Parsing YAML in Python — PyYAML, ruamel.yaml, and Safe Loading

If you're working with YAML in Python, you're almost certainly using PyYAML. It's the standard library, it's been around since 2006, and it ships with a function called yaml.load() that has a critical security vulnerability that's burned a lot of teams. The fix is one word — safe_load — but you need to understand why, what you trade off, and when the newer ruamel.yaml library is the better choice.

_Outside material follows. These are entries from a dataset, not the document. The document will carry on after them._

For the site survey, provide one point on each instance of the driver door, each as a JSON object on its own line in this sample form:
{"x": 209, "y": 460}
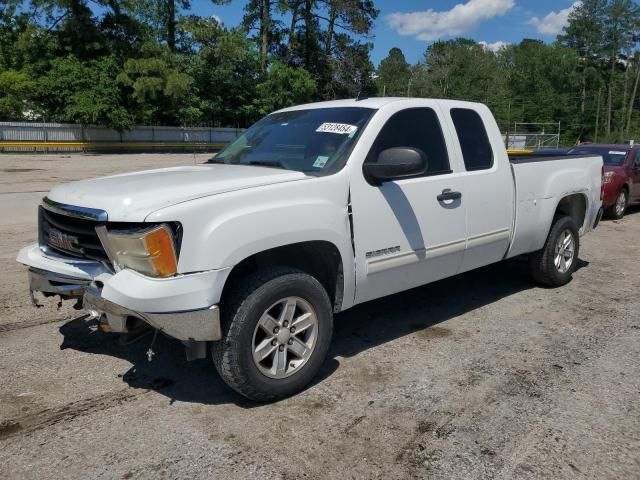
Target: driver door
{"x": 406, "y": 233}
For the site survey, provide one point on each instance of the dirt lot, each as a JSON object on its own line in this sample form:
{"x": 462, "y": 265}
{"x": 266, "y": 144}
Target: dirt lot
{"x": 481, "y": 376}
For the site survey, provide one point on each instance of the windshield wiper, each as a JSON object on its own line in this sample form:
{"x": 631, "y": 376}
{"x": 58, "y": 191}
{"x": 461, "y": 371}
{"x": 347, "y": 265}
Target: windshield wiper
{"x": 267, "y": 163}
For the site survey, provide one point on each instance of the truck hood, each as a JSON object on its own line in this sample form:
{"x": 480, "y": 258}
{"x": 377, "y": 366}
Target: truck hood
{"x": 133, "y": 196}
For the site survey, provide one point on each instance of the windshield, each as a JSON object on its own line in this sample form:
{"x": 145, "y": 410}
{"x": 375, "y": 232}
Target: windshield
{"x": 612, "y": 156}
{"x": 313, "y": 141}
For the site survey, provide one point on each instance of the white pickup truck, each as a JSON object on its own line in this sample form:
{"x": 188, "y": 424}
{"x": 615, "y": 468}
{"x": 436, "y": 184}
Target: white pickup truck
{"x": 313, "y": 210}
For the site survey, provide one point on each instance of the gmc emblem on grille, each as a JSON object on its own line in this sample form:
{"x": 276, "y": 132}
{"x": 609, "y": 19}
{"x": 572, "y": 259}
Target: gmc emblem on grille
{"x": 63, "y": 241}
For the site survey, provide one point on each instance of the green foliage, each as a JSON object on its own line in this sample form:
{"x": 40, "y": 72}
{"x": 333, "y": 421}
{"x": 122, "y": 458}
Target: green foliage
{"x": 394, "y": 74}
{"x": 284, "y": 86}
{"x": 15, "y": 89}
{"x": 125, "y": 62}
{"x": 83, "y": 92}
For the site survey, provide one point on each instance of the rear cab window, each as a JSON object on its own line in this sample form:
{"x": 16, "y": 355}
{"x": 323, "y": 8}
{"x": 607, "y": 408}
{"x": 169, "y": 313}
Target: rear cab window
{"x": 477, "y": 152}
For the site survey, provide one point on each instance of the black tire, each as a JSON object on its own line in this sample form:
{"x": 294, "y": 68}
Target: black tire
{"x": 241, "y": 312}
{"x": 542, "y": 263}
{"x": 615, "y": 213}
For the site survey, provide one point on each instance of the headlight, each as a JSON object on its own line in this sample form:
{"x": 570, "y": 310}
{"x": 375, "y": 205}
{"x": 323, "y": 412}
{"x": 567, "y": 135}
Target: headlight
{"x": 608, "y": 177}
{"x": 150, "y": 251}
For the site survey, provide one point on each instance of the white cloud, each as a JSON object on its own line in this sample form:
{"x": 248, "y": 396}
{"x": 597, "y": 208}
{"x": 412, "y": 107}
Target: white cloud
{"x": 431, "y": 25}
{"x": 495, "y": 46}
{"x": 554, "y": 22}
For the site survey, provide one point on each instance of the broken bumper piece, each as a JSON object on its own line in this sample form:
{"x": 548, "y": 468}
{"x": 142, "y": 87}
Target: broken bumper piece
{"x": 189, "y": 326}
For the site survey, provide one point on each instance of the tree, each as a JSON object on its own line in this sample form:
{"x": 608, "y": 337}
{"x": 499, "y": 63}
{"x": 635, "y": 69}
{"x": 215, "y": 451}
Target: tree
{"x": 16, "y": 90}
{"x": 284, "y": 86}
{"x": 394, "y": 74}
{"x": 83, "y": 92}
{"x": 157, "y": 84}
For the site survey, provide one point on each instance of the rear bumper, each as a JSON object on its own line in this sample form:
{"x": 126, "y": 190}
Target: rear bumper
{"x": 183, "y": 307}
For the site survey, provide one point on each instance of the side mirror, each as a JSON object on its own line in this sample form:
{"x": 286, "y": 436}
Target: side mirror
{"x": 397, "y": 162}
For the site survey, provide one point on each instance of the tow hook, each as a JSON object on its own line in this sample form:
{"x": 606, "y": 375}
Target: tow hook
{"x": 150, "y": 352}
{"x": 34, "y": 302}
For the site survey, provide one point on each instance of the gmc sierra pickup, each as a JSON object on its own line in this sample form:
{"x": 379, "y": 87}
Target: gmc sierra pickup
{"x": 313, "y": 210}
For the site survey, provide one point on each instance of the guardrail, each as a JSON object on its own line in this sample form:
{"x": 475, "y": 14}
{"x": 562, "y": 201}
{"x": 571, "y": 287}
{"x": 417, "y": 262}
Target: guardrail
{"x": 30, "y": 146}
{"x": 61, "y": 137}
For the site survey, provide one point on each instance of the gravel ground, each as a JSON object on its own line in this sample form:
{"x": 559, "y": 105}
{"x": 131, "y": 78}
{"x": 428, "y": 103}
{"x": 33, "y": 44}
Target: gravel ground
{"x": 481, "y": 376}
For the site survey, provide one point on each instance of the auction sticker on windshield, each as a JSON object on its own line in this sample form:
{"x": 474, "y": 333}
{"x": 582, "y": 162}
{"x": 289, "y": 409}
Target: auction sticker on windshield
{"x": 340, "y": 128}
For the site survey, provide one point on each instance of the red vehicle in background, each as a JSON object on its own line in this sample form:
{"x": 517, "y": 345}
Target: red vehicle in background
{"x": 621, "y": 179}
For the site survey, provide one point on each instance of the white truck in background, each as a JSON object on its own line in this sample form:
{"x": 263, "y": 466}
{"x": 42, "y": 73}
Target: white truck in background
{"x": 313, "y": 210}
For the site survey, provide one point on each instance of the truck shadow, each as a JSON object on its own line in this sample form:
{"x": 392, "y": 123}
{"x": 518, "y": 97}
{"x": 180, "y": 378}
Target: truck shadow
{"x": 360, "y": 328}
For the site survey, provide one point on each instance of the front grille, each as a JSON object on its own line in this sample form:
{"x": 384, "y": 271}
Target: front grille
{"x": 72, "y": 236}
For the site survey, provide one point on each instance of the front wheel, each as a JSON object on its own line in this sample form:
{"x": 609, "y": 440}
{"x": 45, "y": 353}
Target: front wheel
{"x": 277, "y": 330}
{"x": 555, "y": 263}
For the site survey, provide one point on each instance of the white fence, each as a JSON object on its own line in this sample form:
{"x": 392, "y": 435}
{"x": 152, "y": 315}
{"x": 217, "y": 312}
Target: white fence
{"x": 27, "y": 136}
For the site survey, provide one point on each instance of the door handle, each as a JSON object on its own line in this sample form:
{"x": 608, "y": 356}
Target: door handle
{"x": 449, "y": 195}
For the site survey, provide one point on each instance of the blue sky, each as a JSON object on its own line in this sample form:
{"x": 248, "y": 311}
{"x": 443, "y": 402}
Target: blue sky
{"x": 412, "y": 24}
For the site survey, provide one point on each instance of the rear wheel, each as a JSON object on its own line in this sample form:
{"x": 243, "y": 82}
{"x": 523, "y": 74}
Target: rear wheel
{"x": 277, "y": 330}
{"x": 618, "y": 209}
{"x": 554, "y": 264}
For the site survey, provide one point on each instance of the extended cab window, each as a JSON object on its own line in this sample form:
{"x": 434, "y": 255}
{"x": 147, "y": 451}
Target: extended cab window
{"x": 474, "y": 141}
{"x": 417, "y": 128}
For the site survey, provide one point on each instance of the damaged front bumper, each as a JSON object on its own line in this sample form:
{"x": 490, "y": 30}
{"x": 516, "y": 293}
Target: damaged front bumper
{"x": 119, "y": 299}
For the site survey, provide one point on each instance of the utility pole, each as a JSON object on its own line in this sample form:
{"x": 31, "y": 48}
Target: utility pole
{"x": 598, "y": 114}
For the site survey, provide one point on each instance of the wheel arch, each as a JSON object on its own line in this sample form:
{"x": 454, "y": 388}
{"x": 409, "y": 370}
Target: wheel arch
{"x": 319, "y": 258}
{"x": 573, "y": 205}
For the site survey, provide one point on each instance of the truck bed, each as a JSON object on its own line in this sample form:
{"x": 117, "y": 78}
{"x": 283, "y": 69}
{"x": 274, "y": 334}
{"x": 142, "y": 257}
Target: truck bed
{"x": 540, "y": 182}
{"x": 540, "y": 157}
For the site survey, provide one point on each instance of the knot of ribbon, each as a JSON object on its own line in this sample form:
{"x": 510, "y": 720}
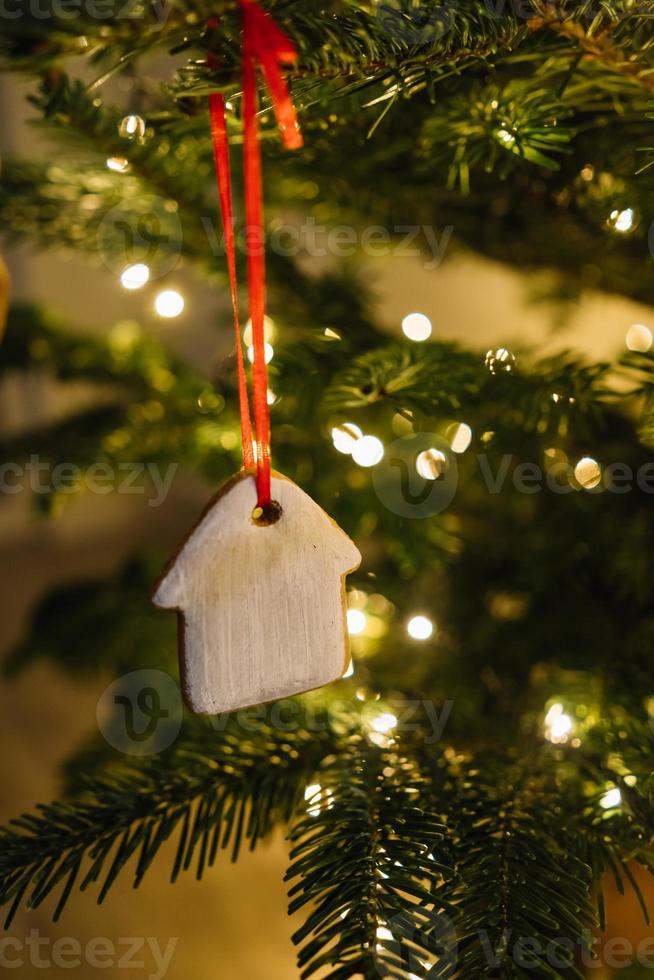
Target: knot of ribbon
{"x": 266, "y": 47}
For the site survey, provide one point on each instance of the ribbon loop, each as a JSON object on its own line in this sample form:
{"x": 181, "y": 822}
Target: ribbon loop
{"x": 266, "y": 46}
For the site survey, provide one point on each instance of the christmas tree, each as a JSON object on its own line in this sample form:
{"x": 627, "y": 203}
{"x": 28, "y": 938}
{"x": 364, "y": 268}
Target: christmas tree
{"x": 457, "y": 805}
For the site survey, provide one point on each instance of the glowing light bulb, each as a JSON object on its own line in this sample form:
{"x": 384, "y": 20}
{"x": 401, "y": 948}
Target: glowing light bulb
{"x": 588, "y": 473}
{"x": 420, "y": 628}
{"x": 132, "y": 127}
{"x": 558, "y": 725}
{"x": 504, "y": 136}
{"x": 460, "y": 437}
{"x": 611, "y": 799}
{"x": 356, "y": 621}
{"x": 384, "y": 722}
{"x": 622, "y": 221}
{"x": 345, "y": 437}
{"x": 268, "y": 353}
{"x": 500, "y": 359}
{"x": 431, "y": 464}
{"x": 135, "y": 276}
{"x": 416, "y": 326}
{"x": 118, "y": 164}
{"x": 639, "y": 338}
{"x": 368, "y": 451}
{"x": 169, "y": 303}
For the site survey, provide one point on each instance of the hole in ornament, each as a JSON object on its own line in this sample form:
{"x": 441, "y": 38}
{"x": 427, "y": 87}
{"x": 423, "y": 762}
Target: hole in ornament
{"x": 267, "y": 515}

This guide covers practical YAML parsing in Python: safe loading, multi-document streams, dumping Python objects back to YAML, config file patterns with defaults, and error handling. All examples use real-world scenarios — no placeholder data.

Installation

bash

pip install pyyaml

# For ruamel.yaml (covered later)
pip install ruamel.yaml

yaml.safe_load() — The One You Should Always Use

The most important thing to know about PyYAML is that yaml.load() can execute arbitrary Python code embedded in a YAML file. This is not a theoretical risk — it's a well-documented attack vector. Always use yaml.safe_load():

python

import yaml

# DANGEROUS — never use this with untrusted input
data = yaml.load(open('config.yaml'), Loader=yaml.FullLoader)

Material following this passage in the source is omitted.